Appeal and cross appeal from an order of the Supreme Court, Erie County (Joseph R. Glownia, J.), entered January 3, 2008 in a personal injury action. The order denied plaintiffs' motion for partial summary judgment and defendants' cross motion for summary judgment.

It is hereby ordered that the order so appealed from is unanimously affirmed without costs.

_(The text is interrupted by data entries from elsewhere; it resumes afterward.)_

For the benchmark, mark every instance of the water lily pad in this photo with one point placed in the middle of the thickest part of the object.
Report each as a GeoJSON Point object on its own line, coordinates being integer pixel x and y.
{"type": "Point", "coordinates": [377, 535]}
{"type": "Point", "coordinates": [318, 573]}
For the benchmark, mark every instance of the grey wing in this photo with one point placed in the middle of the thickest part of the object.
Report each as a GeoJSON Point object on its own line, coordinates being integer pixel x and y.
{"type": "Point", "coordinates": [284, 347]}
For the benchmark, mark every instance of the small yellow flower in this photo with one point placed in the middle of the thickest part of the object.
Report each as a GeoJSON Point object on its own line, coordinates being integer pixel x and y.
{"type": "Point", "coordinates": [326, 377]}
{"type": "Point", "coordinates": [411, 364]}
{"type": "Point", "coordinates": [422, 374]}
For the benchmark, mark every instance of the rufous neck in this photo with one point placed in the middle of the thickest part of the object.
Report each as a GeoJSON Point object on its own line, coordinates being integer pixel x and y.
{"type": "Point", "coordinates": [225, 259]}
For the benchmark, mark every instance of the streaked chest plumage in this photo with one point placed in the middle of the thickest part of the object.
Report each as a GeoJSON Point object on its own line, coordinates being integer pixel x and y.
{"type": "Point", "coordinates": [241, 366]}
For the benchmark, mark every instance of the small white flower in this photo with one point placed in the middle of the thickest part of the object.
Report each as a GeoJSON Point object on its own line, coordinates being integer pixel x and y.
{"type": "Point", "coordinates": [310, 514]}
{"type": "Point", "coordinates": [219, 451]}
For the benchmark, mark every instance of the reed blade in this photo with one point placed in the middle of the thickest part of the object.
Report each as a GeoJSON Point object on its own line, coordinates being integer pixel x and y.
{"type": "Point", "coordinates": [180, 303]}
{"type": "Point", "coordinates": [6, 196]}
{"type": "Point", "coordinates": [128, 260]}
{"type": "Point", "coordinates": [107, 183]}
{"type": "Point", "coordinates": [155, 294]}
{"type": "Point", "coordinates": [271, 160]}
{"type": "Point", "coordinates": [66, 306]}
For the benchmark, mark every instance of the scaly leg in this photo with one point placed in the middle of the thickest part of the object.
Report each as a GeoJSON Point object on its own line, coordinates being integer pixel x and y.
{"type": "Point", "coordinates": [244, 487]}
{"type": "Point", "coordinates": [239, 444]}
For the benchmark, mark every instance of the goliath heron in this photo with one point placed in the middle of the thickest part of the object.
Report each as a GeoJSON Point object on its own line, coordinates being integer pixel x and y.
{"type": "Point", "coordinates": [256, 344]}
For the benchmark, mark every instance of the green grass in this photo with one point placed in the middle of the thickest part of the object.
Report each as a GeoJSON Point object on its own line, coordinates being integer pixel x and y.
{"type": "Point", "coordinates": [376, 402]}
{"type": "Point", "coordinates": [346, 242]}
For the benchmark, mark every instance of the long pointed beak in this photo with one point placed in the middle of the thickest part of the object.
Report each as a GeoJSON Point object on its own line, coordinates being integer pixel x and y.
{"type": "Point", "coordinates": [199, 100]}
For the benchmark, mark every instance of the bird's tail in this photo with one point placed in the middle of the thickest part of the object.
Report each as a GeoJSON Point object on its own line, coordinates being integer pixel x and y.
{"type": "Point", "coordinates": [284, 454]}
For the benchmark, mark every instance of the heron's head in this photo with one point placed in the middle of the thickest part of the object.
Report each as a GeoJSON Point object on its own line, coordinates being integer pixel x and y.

Memorandum: Plaintiffs commenced this Labor Law and common-law negligence action seeking damages for injuries sustained by Dennis R. Cromwell (plaintiff) when he fell from a ladder while attaching siding to rental property owned by defendants. Plaintiffs appeal and defendants cross-appeal from an order denying plaintiffs' motion for partial summary judgment on liability with respect to the Labor Law § 240 (1) claim and denying defendants' cross motion for summary judgment dismissing the complaint. We affirm. To be entitled to the protection of Labor Law § 240 (1), a plaintiff must "demonstrate that he [or she] was both permitted or suffered to work on a building or structure and that he [or she] was hired by someone, be it [the] owner, contractor or their agent" (Stringer v Musacchia, 11 NY3d 212, 215 [2008] [internal quotation marks omitted]; see Whelen v Warwick Val. Civic & Social Club, 47 NY2d 970 [1979]). It is well established that Labor Law § 240 (1) does not afford protection to volunteers (see Mordkofsky v V.C.V. Dev. Corp., 76 NY2d 573, 577 [1990]; Whelen, 47 NY2d 970 [1979]; Fuller v Spiesz, 53 AD3d 1093, 1094 [2008]), and here there is an issue of fact whether there was an agreement pursuant to which plaintiff was to perform a service in return for compensation, thus rendering him an employee rather than a volunteer (see Stringer, 11 NY3d at 215-216). Contrary to the further contention of defendants, Supreme Court properly denied those parts of their cross motion for summary judgment dismissing the Labor Law § 200 claim and common-law negligence cause of action. Even assuming, arguendo, that defendants met their initial burden by establishing that they did not supervise or control plaintiff's work and that they lacked actual notice of the alleged dangerous condition, we conclude that they failed to establish that they lacked constructive notice of that alleged condition (see generally Fuller, 53 AD3d at 1095). Present—Scudder, P.J., Hurlbutt, Martoche, Smith and Centra, JJ.